Exploring Data Cubes with SITELLE¶

In this notebook, we will explore data cubes from SITELLE, an optical imaging spectrometer at the CFHT. We will query and collect data using tools provided by the Canadian Astronomical Data Centre then make an interactive widget to explore different energy bands in the M33 galaxy.

1. Introduction¶

This tutorial will use packages such as astropy, astroquery, ORCS, matplotlib, and ipywidgets, to make an interactive widget that shows the M33 galaxy in different filters throughout energies centered around different characterisic lines, namely [OII]3727, [OIII]5007, and H$\alpha$.

2. Setup¶

This tutorial will go through some of the basic functionalities of the CADC module of the astroquery package. Note that the ORCS package uses Python 2, and the newest versions of astroquery.cadc do not support it, so an older version must be used for this notebook. The CADC module that supports Python 2 can be installed using the command:

    pip install --pre --upgrade astroquery==0.3.10.*

Note that this command can be done in a Jupyter notebook by either declaring the code cell a bash cell by pasting %%bash at the top of the cell, or preceding the line with a !. More information about astroquery can be found at the astroquery github repository.

3. Querying¶

The SITELLE data cubes will be in HDF5 file format, which is best suited to store large and complex data. The ORCS package is an analysis engine specifically tailored to handle SITELLE data cubes, so that is what will be used in this tutorial. More information can be found in the ORCS documentation.

import re

import matplotlib.animation as animation
import matplotlib.pyplot as plt
import numpy as np
import requests
from astroquery.cadc import Cadc
from ipywidgets import Layout, interact, widgets
from matplotlib.colors import LogNorm, PowerNorm
from orb.core import Lines
from orb.utils.spectrum import compute_radial_velocity
from orcs.core import HDFCube

Let's define what kind of objects we want to retreive from the CADC database. The objects should have the following traits:

Instrument name is 'SITELLE'
Collection is 'CFHT'
Data is of type 'cube'
Target name contains 'm33_field7'
Energy filter is one of 'SN1', 'SN2', or 'SN3'
Quality is not junk!

Now that we have the list of query parameters, we can build a query in ADQL.

cadc = Cadc()

query = '''SELECT * FROM caom2.Plane AS Plane 
JOIN caom2.Observation AS Observation ON Plane.obsID = Observation.obsID 
WHERE  ( Observation.instrument_name = 'SITELLE' 
AND Observation.collection = 'CFHT' 
AND Plane.dataProductType = 'cube' 
AND LOWER(Observation.target_name) LIKE '%m33_field7%'
AND Plane.energy_bandpassName IN ('SN1', 'SN2', 'SN3') 
AND  ( Plane.quality_flag IS NULL OR Plane.quality_flag != 'junk' ) )'''

job = cadc.run_query(query, 'sync')
results = job.get_results()

cols = [
    'caomPublisherID', 'productID', 'target_name', 'energy_bandpassName',
    'calibrationLevel', 'dataRelease', 'collection', 'proposal_title',
    'instrument_name'
]
results[cols].show_in_notebook()

4. Fetching Data¶

Now that we have the table of results, we can use the get_data_urls function from the CADC astroquery module to grab all associated URLs, and only select the .hdf5 access urls. We will also build the filename from the target name, product ID, and energy filter name.

results_list = []
for idx in range(len(results)):
    # The get_data_urls only accepts a table as input
    urls = cadc.get_data_urls(results[idx:idx + 1], include_auxiliaries=True)

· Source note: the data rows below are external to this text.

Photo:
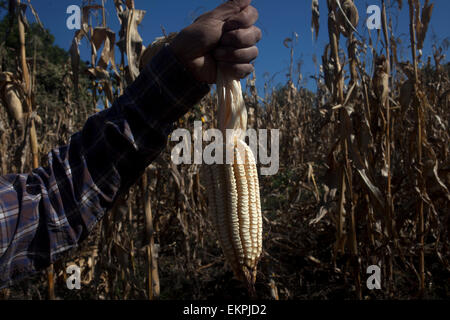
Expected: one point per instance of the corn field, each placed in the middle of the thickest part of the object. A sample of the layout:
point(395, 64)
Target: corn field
point(364, 172)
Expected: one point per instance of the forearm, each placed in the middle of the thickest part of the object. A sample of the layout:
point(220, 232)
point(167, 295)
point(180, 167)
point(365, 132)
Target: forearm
point(51, 210)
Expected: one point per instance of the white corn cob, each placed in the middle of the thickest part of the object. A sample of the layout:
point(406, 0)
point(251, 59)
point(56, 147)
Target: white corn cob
point(233, 189)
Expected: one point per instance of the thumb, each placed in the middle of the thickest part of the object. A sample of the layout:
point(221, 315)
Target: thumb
point(229, 8)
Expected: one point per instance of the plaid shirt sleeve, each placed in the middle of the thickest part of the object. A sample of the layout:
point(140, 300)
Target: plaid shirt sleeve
point(51, 210)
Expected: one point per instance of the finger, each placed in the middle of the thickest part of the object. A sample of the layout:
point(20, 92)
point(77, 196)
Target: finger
point(237, 71)
point(230, 54)
point(244, 19)
point(241, 38)
point(229, 9)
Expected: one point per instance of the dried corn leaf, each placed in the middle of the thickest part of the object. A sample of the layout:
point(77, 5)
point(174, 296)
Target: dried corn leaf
point(130, 41)
point(427, 11)
point(315, 18)
point(35, 14)
point(75, 56)
point(347, 17)
point(107, 37)
point(10, 95)
point(154, 48)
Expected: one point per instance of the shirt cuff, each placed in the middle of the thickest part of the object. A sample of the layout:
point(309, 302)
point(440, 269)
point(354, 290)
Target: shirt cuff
point(174, 87)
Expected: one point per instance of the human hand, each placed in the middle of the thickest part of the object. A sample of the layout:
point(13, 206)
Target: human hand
point(225, 38)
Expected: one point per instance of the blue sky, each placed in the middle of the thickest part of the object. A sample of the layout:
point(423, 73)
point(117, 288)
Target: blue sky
point(278, 20)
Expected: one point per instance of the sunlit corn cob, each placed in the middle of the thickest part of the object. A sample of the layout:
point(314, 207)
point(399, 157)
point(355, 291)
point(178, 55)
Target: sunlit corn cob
point(235, 211)
point(233, 190)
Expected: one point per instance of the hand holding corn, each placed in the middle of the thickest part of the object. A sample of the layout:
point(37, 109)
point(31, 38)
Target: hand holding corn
point(224, 37)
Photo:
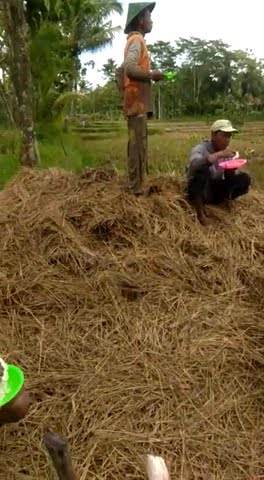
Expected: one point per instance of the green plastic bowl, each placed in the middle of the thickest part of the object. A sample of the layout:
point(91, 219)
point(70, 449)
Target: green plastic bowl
point(15, 383)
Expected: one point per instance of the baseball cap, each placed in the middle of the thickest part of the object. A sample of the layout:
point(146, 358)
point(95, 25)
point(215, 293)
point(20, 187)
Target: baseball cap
point(223, 126)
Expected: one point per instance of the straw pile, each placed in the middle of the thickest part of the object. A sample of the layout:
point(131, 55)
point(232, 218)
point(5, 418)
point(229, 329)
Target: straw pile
point(139, 331)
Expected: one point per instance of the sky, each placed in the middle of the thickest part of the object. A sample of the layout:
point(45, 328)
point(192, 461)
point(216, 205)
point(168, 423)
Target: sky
point(239, 26)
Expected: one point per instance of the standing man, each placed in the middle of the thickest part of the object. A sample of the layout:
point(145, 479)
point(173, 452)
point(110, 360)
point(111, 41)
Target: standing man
point(137, 91)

    # Grab the HDF5 access urls only
    hdf5_url = next((url.encode('utf-8') for url in urls if '.hdf5' in url),None)

    if hdf5_url:
        fname = '{}.{}.{}.hdf5'.format(results[idx]['target_name'],
                                       results[idx]['productID'],
                                       results[idx]['energy_bandpassName'])
        results_list.append({'fname': fname, 'url': hdf5_url})

results_list

[{'fname': 'm33_field7.2326978p.SN1.hdf5',
  'url': 'https://www.cadc-ccda.hia-iha.nrc-cnrc.gc.ca/data/pub/CFHT/2326978z.hdf5?RUNID=jatqq9l5mu1ifq9l'},
 {'fname': 'm33_field7.2325242p.SN2.hdf5',
  'url': 'https://www.cadc-ccda.hia-iha.nrc-cnrc.gc.ca/data/pub/CFHT/2325242z.hdf5?RUNID=vqxdczn7k9seamfc'},
 {'fname': 'm33_field7.2309128p.SN3.hdf5',
  'url': 'https://www.cadc-ccda.hia-iha.nrc-cnrc.gc.ca/data/pub/CFHT/2309128z.hdf5?RUNID=dbwvym1m19diwwee'}]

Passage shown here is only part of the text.